Americans are highly aware that our middle class is failing to keep up economically. Everything is getting more expensive, and wage growth simply hasn’t kept pace. One major area is often overlooked as a possible contributor: the stock market or, more directly, how companies use it today in comparison to the recent past.
When I started my career in finance in the early 1990s, the stock market was the place most emerging companies went for growth capital. This allowed individual Americans to participate in the wealth creation of successful homegrown companies. I cannot tell you how many kids were put through college because of the growth of Home Depot or Waste Management stock, or too many other companies to count. There were several stock launches, or IPOs, a week, and an investor usually had a good chance of getting an allocation if he asked.
It’s astonishing to think about now, but if you reinvested the dividends, a $5,000 investment into Home Depot on its IPO would be worth $96,000,000 now. The same $5,000 invested into Facebook, however, would be worth $75,000.

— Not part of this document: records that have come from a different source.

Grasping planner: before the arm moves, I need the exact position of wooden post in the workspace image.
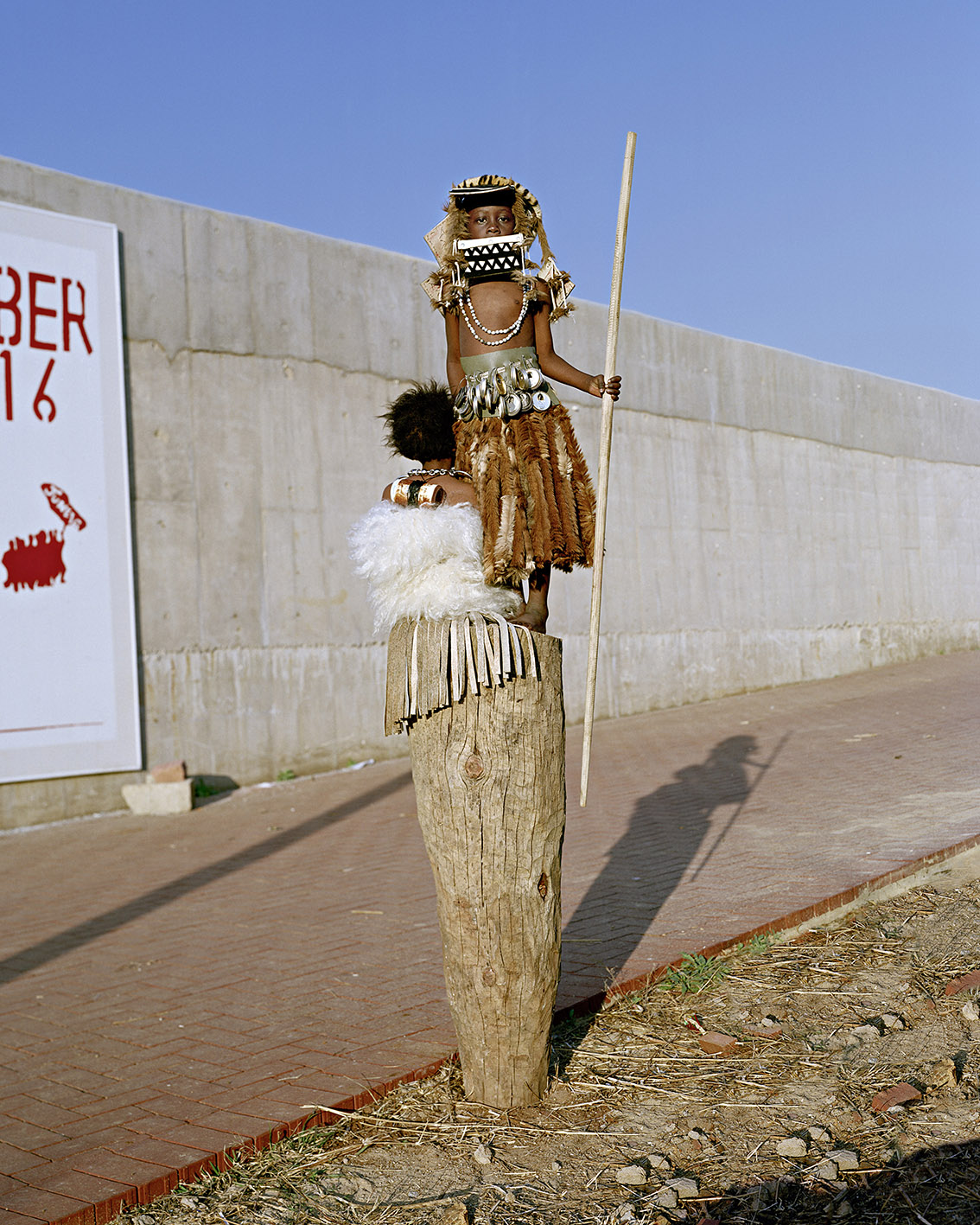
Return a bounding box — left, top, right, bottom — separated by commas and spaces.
409, 635, 564, 1108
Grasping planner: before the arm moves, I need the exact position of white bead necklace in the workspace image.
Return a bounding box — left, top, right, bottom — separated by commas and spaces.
463, 288, 531, 347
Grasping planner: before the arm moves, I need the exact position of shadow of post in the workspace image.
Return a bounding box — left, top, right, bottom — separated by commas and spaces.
561, 735, 768, 1068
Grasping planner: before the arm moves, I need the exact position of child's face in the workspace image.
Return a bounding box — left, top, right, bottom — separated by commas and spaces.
467, 205, 517, 238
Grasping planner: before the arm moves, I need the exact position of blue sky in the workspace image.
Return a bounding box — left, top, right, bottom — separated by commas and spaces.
0, 0, 980, 399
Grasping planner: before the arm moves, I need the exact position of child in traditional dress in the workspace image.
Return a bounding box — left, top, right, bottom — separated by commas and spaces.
348, 382, 520, 629
423, 175, 620, 631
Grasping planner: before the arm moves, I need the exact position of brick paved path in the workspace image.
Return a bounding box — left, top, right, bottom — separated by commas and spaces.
0, 653, 980, 1225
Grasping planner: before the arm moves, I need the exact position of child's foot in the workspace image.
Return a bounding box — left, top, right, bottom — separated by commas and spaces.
507, 608, 548, 634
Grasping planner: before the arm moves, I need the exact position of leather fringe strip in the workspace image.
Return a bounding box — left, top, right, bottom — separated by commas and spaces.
385, 613, 539, 737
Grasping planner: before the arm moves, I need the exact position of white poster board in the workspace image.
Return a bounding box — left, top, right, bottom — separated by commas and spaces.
0, 203, 142, 782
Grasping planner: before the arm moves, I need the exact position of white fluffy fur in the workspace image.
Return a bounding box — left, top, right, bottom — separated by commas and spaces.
348, 502, 520, 631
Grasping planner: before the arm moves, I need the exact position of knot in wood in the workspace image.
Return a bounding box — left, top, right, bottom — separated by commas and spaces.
463, 753, 484, 778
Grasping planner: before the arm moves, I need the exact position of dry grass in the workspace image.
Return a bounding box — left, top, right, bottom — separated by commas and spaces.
123, 872, 980, 1225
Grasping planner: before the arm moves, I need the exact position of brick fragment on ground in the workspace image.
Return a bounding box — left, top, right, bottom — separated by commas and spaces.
945, 970, 980, 995
871, 1081, 922, 1113
697, 1029, 739, 1055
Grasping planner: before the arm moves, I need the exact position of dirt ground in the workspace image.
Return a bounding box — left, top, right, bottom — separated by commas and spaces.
118, 852, 980, 1225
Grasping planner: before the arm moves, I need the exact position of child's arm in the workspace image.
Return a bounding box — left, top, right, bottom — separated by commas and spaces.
536, 287, 620, 399
446, 310, 467, 396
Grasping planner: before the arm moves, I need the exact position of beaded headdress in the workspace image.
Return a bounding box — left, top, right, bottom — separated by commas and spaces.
423, 174, 575, 320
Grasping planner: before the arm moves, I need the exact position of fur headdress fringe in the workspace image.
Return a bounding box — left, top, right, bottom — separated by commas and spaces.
348, 502, 520, 629
385, 613, 539, 737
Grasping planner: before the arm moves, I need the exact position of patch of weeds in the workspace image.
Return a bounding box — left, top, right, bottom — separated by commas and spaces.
731, 931, 775, 957
657, 953, 728, 995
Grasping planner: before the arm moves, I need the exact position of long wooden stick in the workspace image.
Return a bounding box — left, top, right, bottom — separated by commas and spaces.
578, 132, 636, 808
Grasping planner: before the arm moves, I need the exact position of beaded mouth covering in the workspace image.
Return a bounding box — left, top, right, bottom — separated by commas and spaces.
423, 174, 575, 320
453, 234, 529, 284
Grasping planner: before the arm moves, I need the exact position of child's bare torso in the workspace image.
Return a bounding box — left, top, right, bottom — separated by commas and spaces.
460, 280, 548, 358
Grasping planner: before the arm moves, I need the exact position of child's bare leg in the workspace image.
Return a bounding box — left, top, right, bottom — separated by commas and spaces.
511, 565, 551, 634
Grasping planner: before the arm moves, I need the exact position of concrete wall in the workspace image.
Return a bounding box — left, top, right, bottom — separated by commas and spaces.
0, 159, 980, 826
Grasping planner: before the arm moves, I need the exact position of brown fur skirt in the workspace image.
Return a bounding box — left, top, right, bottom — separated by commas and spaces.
455, 405, 595, 583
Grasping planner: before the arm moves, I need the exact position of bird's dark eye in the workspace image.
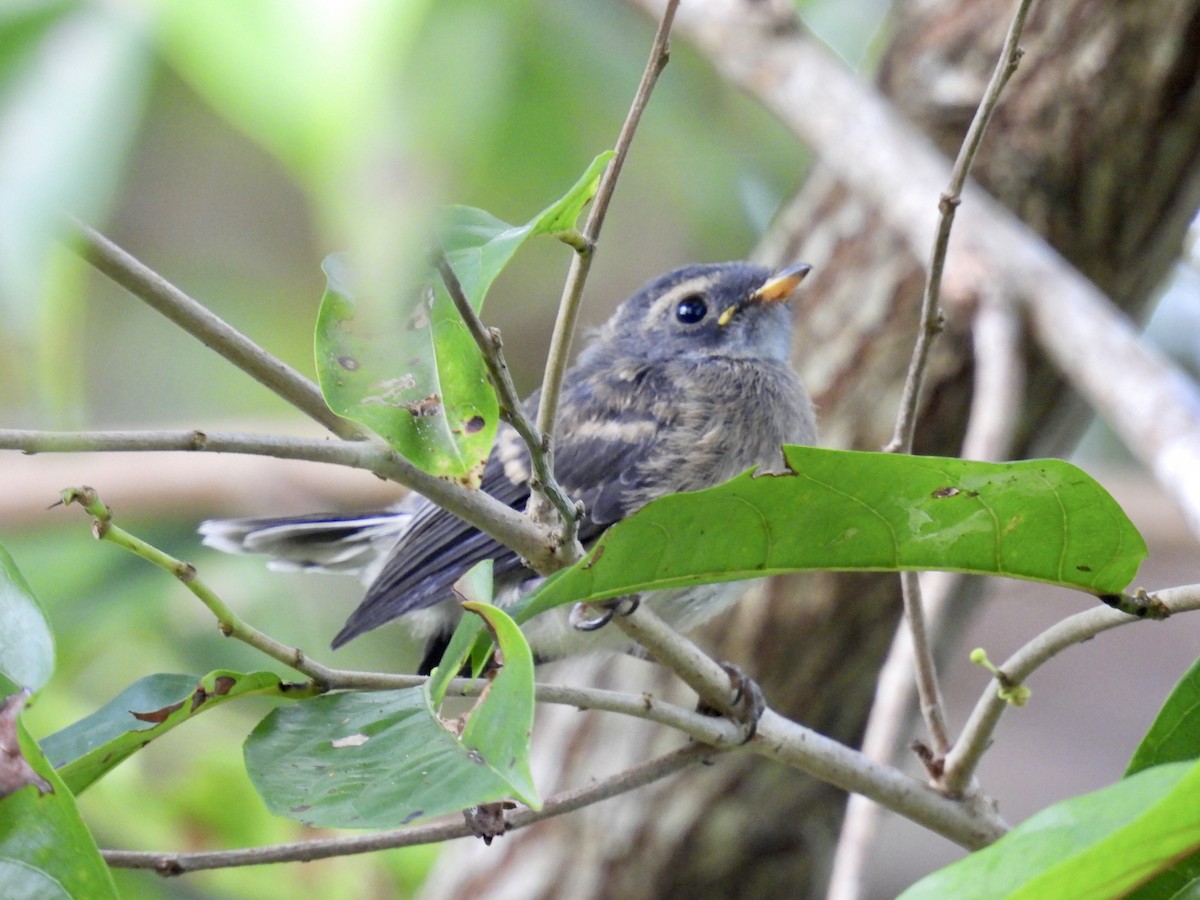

The difference is that Facebook’s parabolic growth was enjoyed by private equity firms, not the public. This is even more confounding when you consider that the current market cap of Home Depot is $320 billion, and Facebook is a $1.4 trillion company. Clearly, the timing of when you are able to invest in a company is incredibly important.
By 1996, there were 8,090 domestic public companies with a median market cap of $300 million. Today the total number is around 3,600, with many being special-purpose acquisition companies (also known as a blank-check holding company) and listed funds that do not operate as businesses, while the median market cap is $2.4 billion. These numbers alone accent how consolidated the market has become.
Because of this, small and mid-cap funds are being starved of appropriately sized companies, diluting the quality of their holdings. There are no longer enough stocks to completely populate the Willshire 5000 index. Clearly, big things have changed.
More telling is that the average size of an IPO in 1990 was $37 million. Now, the average size is $419 million, with the 10 largest IPOs last year all pricing at over $1 billion.
Why did this happen? Federal regulations now make selling to a private-equity firm significantly more attractive than to the public markets. Audit costs because of the Sarbanes-Oxley Act of 2002 average $2.77 million a year, a huge number for an emerging business to absorb. This has had the unanticipated effect of moving companies away from public offerings and toward sales to private equity firms, denying regular investors access to shares.
Liquidity issues for founders create another major complication. Once you are deemed an affiliate of a public company, your sales are subject to incredibly strict rules (such as Sarbanes-Oxley section 409) that govern how much you can sell and when. Once a company goes public, deemed insiders have further restrictions on how much they can sell at any time, what price they can sell at, and a lengthy cooling-off period if they want to use an affirmative defense trading plan like 10b5(1). Further considerations include listing requirements that must be met, quarterly public filings, investor relations, and endless frivolous lawsuits.
Compare that to a more or less instant check from a private-equity firm, as well as access to their balance sheet (instead of constantly chasing lenders for capital), and liquidity for their own portfolios, it becomes clear what the prudent thing for a management team to do is (keeping in mind that their fiduciary responsibility is to their shareholders, not the public).
A vibrant small IPO market would help all investors. If people don’t want to buy individual stocks, they could buy small- and mid-cap funds that would undoubtedly get allocations, increasing their returns. These are the same funds we already use for retirement accounts.
This can be fixed, but it must be done with great care, because, sadly, the vast majority of securities regulations are in place due to bad actors. For example, Tyco, Worldcom, and Enron all defrauded us in the early 2000s and cost investors billions of dollars, leading to Sarbanes-Oxley.
Yet relaxing the audit requirements, while keeping the penalties for companies under, say, $1 billion in capitalization, would be an interesting place to start the discussions. Provisions allowing executives and affiliates to monetize holdings under less strict rules, or to hedge, would also help materially. You could look at forcing private equity firms to treat their carried interest differently as well, but that would meet severe pushback.
When there were conditions conducive to public offerings, there were dozens of tier two and three investment banks that managed the process for small companies. DLJ, AG Edwards, Morgan Keegan, and too many other companies to mention merged with big banks until only a few were left. Reinflating these markets would require many more full-service investment banks, which would create hundreds of high-paying jobs in investment banking, trading, research, equity capital markets, compliance, and many other areas, and that would be a wonderful thing.
One of the biggest impediments to reforming these markets is that the current rules favor a small group of people who happen to be among the largest contributors to the elected officials who directly influence the relevant regulations. This of course means they have less than no incentive to change things. You really don’t have to dig too hard to see the massive amount of campaign contributions from private equity firms and huge banks. Perhaps this should be addressed as well, but Congress and the Senate have always been reluctant to eliminate these financial perks for their jobs.
Just imagine for a moment how much it would help the middle class to enjoy access to these transactions again. It’s graduating from college with no debt. It’s down payments on houses. It’s secure retirements. Or, as it is now, it’s wealth concentrated in the hands of a very few fortunate investors. I know which I, and the vast majority of American voters, would prefer.